Spain approves plan to dig up former dictator Franco

The tomb of former Spanish dictator Francisco Franco (AP Photo/Andrea Comas) Credit: AP/Press Association Images

Spain’s centre-left government says it has approved legal amendments ensuring the remains of former dictator General Francisco Franco will be dug up and removed from a controversial mausoleum.

Deputy prime minister Carmen Calvo said the minority Socialist government is certain that parliament will endorse the decision, probably next month.

The amendments to Spain’s Historical Memory Law of 2007 grant the government power to exhume Franco’s body.

That change aims to thwart legal efforts by Franco’s descendants and supporters to block the exhumation.

Removing the remains from the Valley of the Fallen, a mausoleum Franco ordered built 30 miles north west of Madrid, would be a momentous event in Spain which still bears social and political scars from the 1936-39 civil war.

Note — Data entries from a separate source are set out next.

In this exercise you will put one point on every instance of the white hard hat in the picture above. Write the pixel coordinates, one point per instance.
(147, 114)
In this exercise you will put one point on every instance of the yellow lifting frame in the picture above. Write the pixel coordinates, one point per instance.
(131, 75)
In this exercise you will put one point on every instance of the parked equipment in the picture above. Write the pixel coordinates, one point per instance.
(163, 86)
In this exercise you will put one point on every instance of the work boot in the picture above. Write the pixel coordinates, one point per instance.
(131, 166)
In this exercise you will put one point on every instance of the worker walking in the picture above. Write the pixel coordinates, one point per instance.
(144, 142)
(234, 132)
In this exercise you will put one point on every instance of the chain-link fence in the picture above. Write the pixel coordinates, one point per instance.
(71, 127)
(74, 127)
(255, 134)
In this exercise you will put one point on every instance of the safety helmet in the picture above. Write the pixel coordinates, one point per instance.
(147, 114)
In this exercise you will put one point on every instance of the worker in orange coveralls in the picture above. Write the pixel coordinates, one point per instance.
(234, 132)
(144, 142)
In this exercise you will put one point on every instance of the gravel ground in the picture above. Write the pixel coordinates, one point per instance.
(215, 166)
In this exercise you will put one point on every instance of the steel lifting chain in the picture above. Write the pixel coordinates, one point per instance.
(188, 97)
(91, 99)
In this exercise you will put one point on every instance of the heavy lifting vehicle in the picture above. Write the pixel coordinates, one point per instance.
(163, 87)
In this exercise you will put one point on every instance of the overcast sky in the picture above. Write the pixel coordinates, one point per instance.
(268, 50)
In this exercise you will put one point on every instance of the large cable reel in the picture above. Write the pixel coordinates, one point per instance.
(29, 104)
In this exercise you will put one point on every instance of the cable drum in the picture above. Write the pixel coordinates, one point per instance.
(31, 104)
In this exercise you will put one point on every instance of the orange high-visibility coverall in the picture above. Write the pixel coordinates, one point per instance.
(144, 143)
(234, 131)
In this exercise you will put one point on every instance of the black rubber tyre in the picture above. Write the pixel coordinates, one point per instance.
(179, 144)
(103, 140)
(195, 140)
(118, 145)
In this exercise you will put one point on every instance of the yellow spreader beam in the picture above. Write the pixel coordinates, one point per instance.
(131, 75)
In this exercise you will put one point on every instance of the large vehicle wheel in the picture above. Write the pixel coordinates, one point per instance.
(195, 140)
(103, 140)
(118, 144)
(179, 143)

The vast Valley of the Fallen complex is the most conspicuous public legacy of Franco’s rule. It was built as a tribute to those killed in the civil war when he deposed Spain’s democratic government in what he called his “glorious crusade”.

Some 34,000 people from both sides are buried at the site, most of them never identified.

The Valley of the Fallen monument at El Escorial Credit: Andrea Comas/AP

“Having Franco’s tomb (at the complex) shows a lack of respect … for the victims buried there,” Ms Calvo said. She noted that a visiting UN delegation said four years ago that “democracy is incompatible with a tomb which honours the memory of Franco”.

The Memory Law, which outlawed public events supporting the Franco regime, fell short of addressing the broad demands of civil war survivors and victims’ relatives for exhumations and reparations.

Franco’s descendants will be consulted and will have 15 days to say where they would like the remains to be placed after exhumation. If they do not reply, the government will choose a “dignified place”, Ms Calvo said after the government’s weekly cabinet meeting.

Francisco Martinez-Bordiu, a grandson of Franco, described the exhumation plans as “barbaric”, telling Antena 3 that descendants would assess legal options for halting it.

The 500ft cross is visible from miles away Credit: Andrea Comas/AP

An exhumation of Franco’s embalmed body — possibly as early as October — would cement the government’s reformist and liberal credentials after taking power last June.

Removing Franco from the mausoleum, which is owned and operated by the cultural heritage agency, a publicly funded body, has long been discussed in Spain.

Ms Calvo said the government is fast-tracking the exhumation because it wants to “end a state of affairs which cannot go on any longer”.

At next Friday’s cabinet meeting, detailed administrative procedures for the exhumation will be set out, she said.

The Valley of the Fallen complex includes a mausoleum and basilica in a neoclassic style and is a popular pilgrimage site for people who are nostalgic for the dictatorship.

It has a 500ft cross that can be seen from miles away.

Franco, who died in 1975, is in a tomb in the basilica’s central nave beneath a 1.5-metric ton tombstone.